You are not limited to PDB entries and may provide your own PDB-formatted structures. To upload your own structures, first specify the number of files to be uploaded and a new form will be generated. The ‘Structure weight’ (default value .2) controls how much influence ASH has on the MAFFT alignment. Different values might need to be experimented with, depending on the ratio of structures to sequences.
[Methods]
MAFFTash works by first aligning all pairs of structures using a modified version of the program ASH, then extracting the aligned residue pairs and constructing a multiple sequence alignment of all sequences with a reward for the structurally aligned residue pairs.
Structural alignment
The ASH was modified so that each structure is first partitioned into domains using Protein Domain Parser, then all pairs of domains are aligned using conventional ASH. Finally, a complete pairwise alignment of the whole structure is formed from a dynamic programming calculation constructed from the complete set of domain-domain alignments. In this way, the ASH alignment is 'rigid' within domains but 'flexible' between domains.
Sequence alignment
A multiple sequence alignment is computed using a modified version of the program MAFFT.
[Prep-MAFFTash]
MAFFTash provides a tool for automatically preparing valid MAFFTash input from a limited set of sequences or PDB IDs. To use this feature, click Prep-MAFFTash under the Example on the MAFFTash top page.
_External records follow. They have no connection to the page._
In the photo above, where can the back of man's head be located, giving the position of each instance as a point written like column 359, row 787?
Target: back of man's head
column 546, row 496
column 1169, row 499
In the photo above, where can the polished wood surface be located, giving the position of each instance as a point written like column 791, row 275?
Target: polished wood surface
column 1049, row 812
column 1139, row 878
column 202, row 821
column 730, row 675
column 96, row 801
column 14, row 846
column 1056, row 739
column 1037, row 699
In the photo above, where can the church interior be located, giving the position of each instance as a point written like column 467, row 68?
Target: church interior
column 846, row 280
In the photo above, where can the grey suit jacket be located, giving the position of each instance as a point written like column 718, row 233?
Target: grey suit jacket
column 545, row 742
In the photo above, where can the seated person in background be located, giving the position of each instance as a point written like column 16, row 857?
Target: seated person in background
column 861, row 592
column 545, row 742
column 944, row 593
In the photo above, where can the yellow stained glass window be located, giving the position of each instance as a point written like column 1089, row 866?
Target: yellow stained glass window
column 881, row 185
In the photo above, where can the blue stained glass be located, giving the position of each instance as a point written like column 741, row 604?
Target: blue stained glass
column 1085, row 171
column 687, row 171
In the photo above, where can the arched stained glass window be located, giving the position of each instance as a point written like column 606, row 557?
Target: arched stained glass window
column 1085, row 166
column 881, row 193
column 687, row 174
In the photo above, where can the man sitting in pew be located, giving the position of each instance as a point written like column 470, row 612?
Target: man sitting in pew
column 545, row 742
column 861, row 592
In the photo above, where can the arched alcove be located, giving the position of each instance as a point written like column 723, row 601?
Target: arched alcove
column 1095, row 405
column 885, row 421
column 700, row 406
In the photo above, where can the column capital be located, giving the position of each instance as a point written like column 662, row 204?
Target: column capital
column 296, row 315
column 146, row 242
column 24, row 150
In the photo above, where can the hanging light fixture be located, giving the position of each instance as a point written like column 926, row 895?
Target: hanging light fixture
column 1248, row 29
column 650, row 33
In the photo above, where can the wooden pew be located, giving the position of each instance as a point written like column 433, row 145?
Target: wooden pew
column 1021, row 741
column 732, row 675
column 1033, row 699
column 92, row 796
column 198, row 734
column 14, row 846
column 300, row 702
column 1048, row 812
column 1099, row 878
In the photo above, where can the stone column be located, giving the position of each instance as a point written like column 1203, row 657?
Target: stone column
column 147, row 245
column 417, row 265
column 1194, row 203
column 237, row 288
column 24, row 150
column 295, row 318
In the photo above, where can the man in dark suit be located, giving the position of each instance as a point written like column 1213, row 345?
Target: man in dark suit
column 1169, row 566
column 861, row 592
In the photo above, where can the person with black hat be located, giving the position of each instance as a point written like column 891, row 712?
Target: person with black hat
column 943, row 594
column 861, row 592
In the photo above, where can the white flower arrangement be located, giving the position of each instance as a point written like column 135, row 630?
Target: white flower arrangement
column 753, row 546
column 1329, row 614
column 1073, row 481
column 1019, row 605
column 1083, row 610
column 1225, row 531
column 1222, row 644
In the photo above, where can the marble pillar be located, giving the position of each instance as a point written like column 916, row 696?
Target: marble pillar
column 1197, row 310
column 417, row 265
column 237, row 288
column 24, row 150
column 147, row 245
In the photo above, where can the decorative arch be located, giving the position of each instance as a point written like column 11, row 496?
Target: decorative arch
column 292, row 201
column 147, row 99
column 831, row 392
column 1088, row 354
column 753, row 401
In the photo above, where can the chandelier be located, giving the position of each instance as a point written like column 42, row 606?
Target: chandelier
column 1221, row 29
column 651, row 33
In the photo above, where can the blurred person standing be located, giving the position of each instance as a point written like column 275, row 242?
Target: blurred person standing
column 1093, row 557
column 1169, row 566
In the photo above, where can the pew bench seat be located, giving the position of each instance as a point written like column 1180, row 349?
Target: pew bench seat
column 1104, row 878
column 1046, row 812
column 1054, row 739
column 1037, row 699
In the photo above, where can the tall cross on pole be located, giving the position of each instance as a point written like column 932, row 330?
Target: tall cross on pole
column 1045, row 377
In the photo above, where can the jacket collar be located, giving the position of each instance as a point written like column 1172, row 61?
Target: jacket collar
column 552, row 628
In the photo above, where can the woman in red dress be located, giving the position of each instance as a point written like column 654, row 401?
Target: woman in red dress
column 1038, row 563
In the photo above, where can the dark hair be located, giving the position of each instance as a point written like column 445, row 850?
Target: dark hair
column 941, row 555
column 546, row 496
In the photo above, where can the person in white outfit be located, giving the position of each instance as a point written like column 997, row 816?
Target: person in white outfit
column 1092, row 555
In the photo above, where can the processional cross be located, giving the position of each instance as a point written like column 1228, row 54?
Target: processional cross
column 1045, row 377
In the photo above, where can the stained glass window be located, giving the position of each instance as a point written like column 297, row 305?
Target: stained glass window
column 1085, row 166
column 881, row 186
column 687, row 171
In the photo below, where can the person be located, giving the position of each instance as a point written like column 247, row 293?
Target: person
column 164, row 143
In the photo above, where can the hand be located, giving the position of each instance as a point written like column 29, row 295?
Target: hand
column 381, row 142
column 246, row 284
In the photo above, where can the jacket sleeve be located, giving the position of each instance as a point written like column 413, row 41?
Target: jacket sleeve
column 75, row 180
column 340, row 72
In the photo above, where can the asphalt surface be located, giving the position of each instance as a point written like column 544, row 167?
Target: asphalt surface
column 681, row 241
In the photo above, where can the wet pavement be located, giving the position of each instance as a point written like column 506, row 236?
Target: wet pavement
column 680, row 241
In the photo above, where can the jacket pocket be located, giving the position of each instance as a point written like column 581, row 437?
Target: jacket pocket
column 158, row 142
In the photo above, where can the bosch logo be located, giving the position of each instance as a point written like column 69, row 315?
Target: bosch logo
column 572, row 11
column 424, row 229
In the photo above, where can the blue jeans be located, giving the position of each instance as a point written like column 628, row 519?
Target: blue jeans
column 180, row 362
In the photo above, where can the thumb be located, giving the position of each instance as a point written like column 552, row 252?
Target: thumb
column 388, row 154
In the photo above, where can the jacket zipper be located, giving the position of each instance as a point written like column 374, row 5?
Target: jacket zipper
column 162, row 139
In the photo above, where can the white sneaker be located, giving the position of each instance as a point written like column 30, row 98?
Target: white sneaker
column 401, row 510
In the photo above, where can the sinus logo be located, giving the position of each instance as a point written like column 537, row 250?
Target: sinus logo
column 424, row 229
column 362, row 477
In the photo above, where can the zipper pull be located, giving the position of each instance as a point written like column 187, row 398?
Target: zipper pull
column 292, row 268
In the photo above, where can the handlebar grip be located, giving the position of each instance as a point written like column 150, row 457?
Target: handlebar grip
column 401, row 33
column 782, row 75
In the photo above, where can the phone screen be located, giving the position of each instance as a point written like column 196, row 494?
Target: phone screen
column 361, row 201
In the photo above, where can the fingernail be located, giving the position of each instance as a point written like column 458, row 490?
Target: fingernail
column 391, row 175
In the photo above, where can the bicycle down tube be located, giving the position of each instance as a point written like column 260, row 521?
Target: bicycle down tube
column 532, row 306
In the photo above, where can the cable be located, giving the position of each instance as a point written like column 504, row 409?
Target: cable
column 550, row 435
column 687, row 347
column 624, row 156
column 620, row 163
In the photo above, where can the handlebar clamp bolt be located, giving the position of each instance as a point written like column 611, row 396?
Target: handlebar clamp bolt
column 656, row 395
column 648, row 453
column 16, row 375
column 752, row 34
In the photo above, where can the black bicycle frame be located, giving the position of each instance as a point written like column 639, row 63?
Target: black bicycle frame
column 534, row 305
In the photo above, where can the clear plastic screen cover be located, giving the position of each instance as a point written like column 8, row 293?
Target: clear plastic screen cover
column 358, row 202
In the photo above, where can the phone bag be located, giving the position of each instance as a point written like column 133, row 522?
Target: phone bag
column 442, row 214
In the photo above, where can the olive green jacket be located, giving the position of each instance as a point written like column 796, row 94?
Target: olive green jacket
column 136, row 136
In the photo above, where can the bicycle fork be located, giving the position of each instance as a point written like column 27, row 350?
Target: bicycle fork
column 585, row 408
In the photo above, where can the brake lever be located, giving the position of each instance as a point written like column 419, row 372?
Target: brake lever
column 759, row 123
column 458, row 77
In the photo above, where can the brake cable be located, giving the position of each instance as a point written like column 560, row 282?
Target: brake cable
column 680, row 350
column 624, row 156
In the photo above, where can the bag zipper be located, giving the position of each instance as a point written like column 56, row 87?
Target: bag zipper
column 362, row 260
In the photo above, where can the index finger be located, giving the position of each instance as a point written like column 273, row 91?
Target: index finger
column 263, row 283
The Prep-MAFFTash entry form looks like the MAFFTash page. There is a text window where sequences and/or PDB IDs can be pasted; however there are a number of additional options. These are grouped into three sections:
-
Add structures. This feature will use BLAST to search the PDB using and input
you type in the text box as a query. There are three parameters that control what Prep-MAFFTash
retrieves:
- a. Max seq ID between added structures (default 90%). This parameter prevents many instances of a particular structure from being retrieved. If you want fewer structures, lower the value; if you want more, increase it; using 100 will add all PDB entries that are homologous to your input. The pruning of sequences is performed using the program cd-hit [10]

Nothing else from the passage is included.